Given a sorted array and a target, return the index of the target if it exists or return the index in which target should be inserted.
Example
I: [1,3,5,6], 5
O: 2
I: [1,3,5,6], 2
O: 1
Linear Approach
Scan through the array linearly, find the target or a value bigger than the target
public int searchInsert(int[] nums, int target) {
// good practice to check null or empty input
if (nums == null || nums.length == 0) {
return 0;
}
// linear scan
int i;
for (i = 0; i < nums.length; i++) {
if (nums[i] >= target) {
return i;
}
}
return i;
}
This definite works. Can we do better?
Alternative Approach
Construct a binary search tree then search for the lower bound.
from sortedcontainers import SortedList
class Solution:
def searchInsert(self, nums: List[int], target: int) -> int:
sorted_list = SortedList()
for num in nums:
sorted_list.add(num)
return sorted_list.bisect_left(target)
Binary Search Example
Consider this example, given input [0,2,3,4,6,7,8,11] find target 6 with the search function below.
func search
Pick a midpoint
Check if the midpoint is the target, return it if so
If smaller than the target, we search right section
If bigger than the target, we search left section
Tracing through this example
midpoint = 4, left = [0,2,3], right = [6,7,8,11]
midpoint < target, search right section
midpoint = 7, left = [6], right = [8,11]
midpoint > target, search left section
midpoint = 6, left = [6], right = [6]
return the index of 6
If we visualize this array as a binary search tree diagram,
[0-11]
/ \
left [0-3] [6-11] right
/ \ / \
[0] [3] [6] [8-11]
/ \
[8] [11]
the worst case of going down a path is log(n), where n is the size of the input array. Because the binary tree is balanced and we have 2^height = n, height=log2(n)=O(log(n)).
Recursive Implementation
A recursive implementation is intuitively sounding because we are applying the same search function either on the left or the right section.

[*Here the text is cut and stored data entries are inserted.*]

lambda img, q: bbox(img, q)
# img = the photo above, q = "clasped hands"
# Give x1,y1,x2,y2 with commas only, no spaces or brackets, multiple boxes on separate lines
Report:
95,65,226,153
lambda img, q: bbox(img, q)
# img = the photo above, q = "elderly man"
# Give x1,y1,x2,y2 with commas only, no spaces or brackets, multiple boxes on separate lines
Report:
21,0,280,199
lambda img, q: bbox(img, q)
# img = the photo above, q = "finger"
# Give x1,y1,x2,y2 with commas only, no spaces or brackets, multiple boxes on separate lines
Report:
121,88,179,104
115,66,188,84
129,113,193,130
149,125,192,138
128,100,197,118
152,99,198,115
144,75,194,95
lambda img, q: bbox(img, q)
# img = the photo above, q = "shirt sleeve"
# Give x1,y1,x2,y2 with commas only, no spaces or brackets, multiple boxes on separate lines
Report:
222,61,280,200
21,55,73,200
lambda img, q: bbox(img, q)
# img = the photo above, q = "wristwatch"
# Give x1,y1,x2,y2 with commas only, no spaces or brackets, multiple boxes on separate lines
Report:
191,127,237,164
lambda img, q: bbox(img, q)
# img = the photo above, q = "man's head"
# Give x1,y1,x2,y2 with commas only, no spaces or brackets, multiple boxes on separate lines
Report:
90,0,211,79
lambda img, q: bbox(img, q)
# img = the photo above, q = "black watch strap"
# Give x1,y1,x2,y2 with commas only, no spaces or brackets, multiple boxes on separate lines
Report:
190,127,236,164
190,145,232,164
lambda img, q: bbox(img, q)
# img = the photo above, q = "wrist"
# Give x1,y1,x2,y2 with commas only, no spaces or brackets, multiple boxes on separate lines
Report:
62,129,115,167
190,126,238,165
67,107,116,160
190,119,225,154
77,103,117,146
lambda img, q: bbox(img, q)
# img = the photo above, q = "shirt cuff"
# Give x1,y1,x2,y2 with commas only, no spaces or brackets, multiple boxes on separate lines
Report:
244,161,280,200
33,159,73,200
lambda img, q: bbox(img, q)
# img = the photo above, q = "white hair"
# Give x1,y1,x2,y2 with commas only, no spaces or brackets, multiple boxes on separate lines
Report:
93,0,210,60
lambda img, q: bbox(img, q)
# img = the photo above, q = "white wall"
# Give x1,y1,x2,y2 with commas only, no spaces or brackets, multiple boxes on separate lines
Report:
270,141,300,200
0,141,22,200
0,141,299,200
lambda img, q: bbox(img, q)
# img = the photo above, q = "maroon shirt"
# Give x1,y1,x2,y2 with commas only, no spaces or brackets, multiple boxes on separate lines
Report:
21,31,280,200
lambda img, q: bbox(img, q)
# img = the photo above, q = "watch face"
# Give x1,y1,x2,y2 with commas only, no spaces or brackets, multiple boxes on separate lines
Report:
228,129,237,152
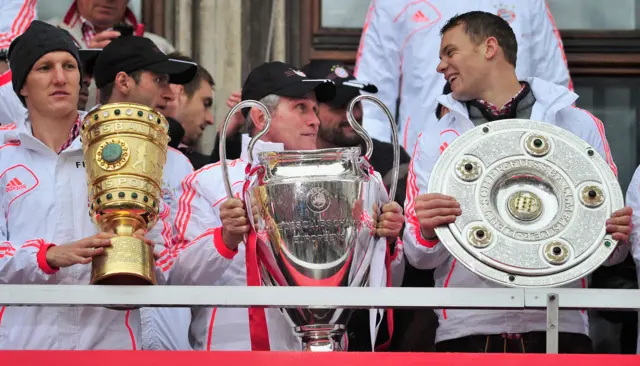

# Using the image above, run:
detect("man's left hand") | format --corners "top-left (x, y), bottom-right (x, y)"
top-left (606, 206), bottom-right (633, 242)
top-left (375, 202), bottom-right (404, 239)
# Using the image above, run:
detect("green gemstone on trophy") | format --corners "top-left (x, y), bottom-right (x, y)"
top-left (102, 143), bottom-right (123, 163)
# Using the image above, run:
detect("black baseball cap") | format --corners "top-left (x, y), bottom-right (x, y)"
top-left (301, 60), bottom-right (378, 108)
top-left (241, 61), bottom-right (336, 116)
top-left (93, 36), bottom-right (198, 88)
top-left (78, 49), bottom-right (100, 77)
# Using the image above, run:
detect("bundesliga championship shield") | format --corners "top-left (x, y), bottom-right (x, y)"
top-left (428, 119), bottom-right (623, 287)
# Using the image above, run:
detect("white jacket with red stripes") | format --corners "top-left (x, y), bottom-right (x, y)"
top-left (172, 134), bottom-right (405, 351)
top-left (403, 77), bottom-right (628, 344)
top-left (0, 112), bottom-right (219, 350)
top-left (354, 0), bottom-right (571, 152)
top-left (0, 0), bottom-right (36, 124)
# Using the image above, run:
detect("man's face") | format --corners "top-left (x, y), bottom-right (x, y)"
top-left (317, 101), bottom-right (363, 147)
top-left (78, 72), bottom-right (92, 110)
top-left (77, 0), bottom-right (128, 29)
top-left (176, 80), bottom-right (214, 146)
top-left (127, 71), bottom-right (174, 112)
top-left (436, 24), bottom-right (488, 101)
top-left (21, 51), bottom-right (80, 115)
top-left (259, 92), bottom-right (320, 151)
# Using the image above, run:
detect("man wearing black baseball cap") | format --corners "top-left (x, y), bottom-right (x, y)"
top-left (301, 60), bottom-right (411, 204)
top-left (92, 36), bottom-right (202, 351)
top-left (93, 35), bottom-right (198, 111)
top-left (301, 60), bottom-right (412, 352)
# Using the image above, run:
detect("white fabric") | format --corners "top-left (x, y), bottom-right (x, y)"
top-left (354, 0), bottom-right (571, 152)
top-left (403, 77), bottom-right (625, 344)
top-left (171, 134), bottom-right (404, 351)
top-left (0, 111), bottom-right (215, 350)
top-left (0, 72), bottom-right (25, 125)
top-left (624, 166), bottom-right (640, 354)
top-left (0, 0), bottom-right (37, 49)
top-left (0, 0), bottom-right (36, 125)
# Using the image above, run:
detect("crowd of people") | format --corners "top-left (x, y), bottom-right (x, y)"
top-left (0, 0), bottom-right (638, 355)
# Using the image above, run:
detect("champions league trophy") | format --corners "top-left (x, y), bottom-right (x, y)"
top-left (429, 119), bottom-right (624, 287)
top-left (220, 95), bottom-right (400, 351)
top-left (81, 103), bottom-right (170, 286)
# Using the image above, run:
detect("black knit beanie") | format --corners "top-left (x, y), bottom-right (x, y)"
top-left (8, 20), bottom-right (83, 107)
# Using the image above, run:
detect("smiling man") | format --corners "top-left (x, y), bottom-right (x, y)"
top-left (404, 11), bottom-right (631, 354)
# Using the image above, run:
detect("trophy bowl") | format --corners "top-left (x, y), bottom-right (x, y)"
top-left (428, 119), bottom-right (624, 288)
top-left (81, 103), bottom-right (170, 286)
top-left (248, 147), bottom-right (379, 351)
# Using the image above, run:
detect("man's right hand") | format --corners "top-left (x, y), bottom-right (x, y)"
top-left (222, 90), bottom-right (244, 136)
top-left (220, 198), bottom-right (250, 250)
top-left (87, 30), bottom-right (121, 48)
top-left (46, 233), bottom-right (116, 269)
top-left (415, 193), bottom-right (462, 240)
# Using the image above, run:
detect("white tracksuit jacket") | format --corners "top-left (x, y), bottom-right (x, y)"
top-left (354, 0), bottom-right (571, 152)
top-left (170, 134), bottom-right (405, 351)
top-left (624, 167), bottom-right (640, 353)
top-left (0, 0), bottom-right (36, 125)
top-left (0, 112), bottom-right (226, 350)
top-left (403, 77), bottom-right (627, 344)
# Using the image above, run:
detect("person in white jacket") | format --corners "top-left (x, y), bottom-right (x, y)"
top-left (0, 0), bottom-right (37, 125)
top-left (91, 35), bottom-right (200, 350)
top-left (355, 0), bottom-right (571, 152)
top-left (625, 167), bottom-right (640, 354)
top-left (172, 61), bottom-right (405, 351)
top-left (403, 11), bottom-right (632, 353)
top-left (0, 20), bottom-right (222, 350)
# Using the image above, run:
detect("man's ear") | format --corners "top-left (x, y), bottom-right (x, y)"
top-left (114, 71), bottom-right (132, 95)
top-left (484, 36), bottom-right (499, 61)
top-left (248, 106), bottom-right (266, 133)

public int searchInsert(int[] nums, int target) {
// good practice to check null or empty input
if (nums == null || nums.length == 0) {
return 0;
}
return search(nums, 0, nums.length - 1, target);
}
private int search(int[] nums, int start, int end, int target) {
// we want to stop when start and end are adjacent to each other
if (start + 1 >= end) {
if (target <= nums[start]) {
return start;
} else if (target <= nums[end]) {
return end;
} else {
return end + 1;
}
}
// binary search
int midpoint = (start + end) / 2;
if (nums[midpoint] == target) {
return midpoint;
} else if (nums[midpoint] < target) {
return search(nums, midpoint + 1, end, target);
} else {
return search(nums, start, midpoint - 1, target);
}
}
The stopping condition is doing a bit extra work here. We will see later that this method can be more convenient in other cases. For this question, we have three possible cases
1. target < A[start], return start
2. A[start] < target < A[end], return end
3. A[end] < target < A[end+1], return end + 1
Iterative Implementation
The recursion only keeps track of start index and end index. We can have two variables outside of the while loop to accomplish the same functionality.
public int searchInsert(int[] array, int target) {
if (array == null || array.length == 0) {
return 0;
}
int start = 0, end = array.length - 1;
int mid;
while (start + 1 < end) {
mid = start + (end - start) / 2;
if (array[mid] < target) {
start = mid;
} else {
end = mid;
}
}
// check the right place to insert
if (target <= array[start]) {
return start;
} else if (target <= array[end]) {
return end;
} else {
return end + 1;
}
}
Time & Space Complexity
Recursive - O(logn) time (logn) space
Iterative - O(logn) time O(1) space
The worst case of searching is going down a full path in the tree diagram above. The length of the full path or equivalently the height of the balanced tree is O(logn).
More formally, we can justify the runtime by solving the recurrence T(n) = T(n/2) + 1.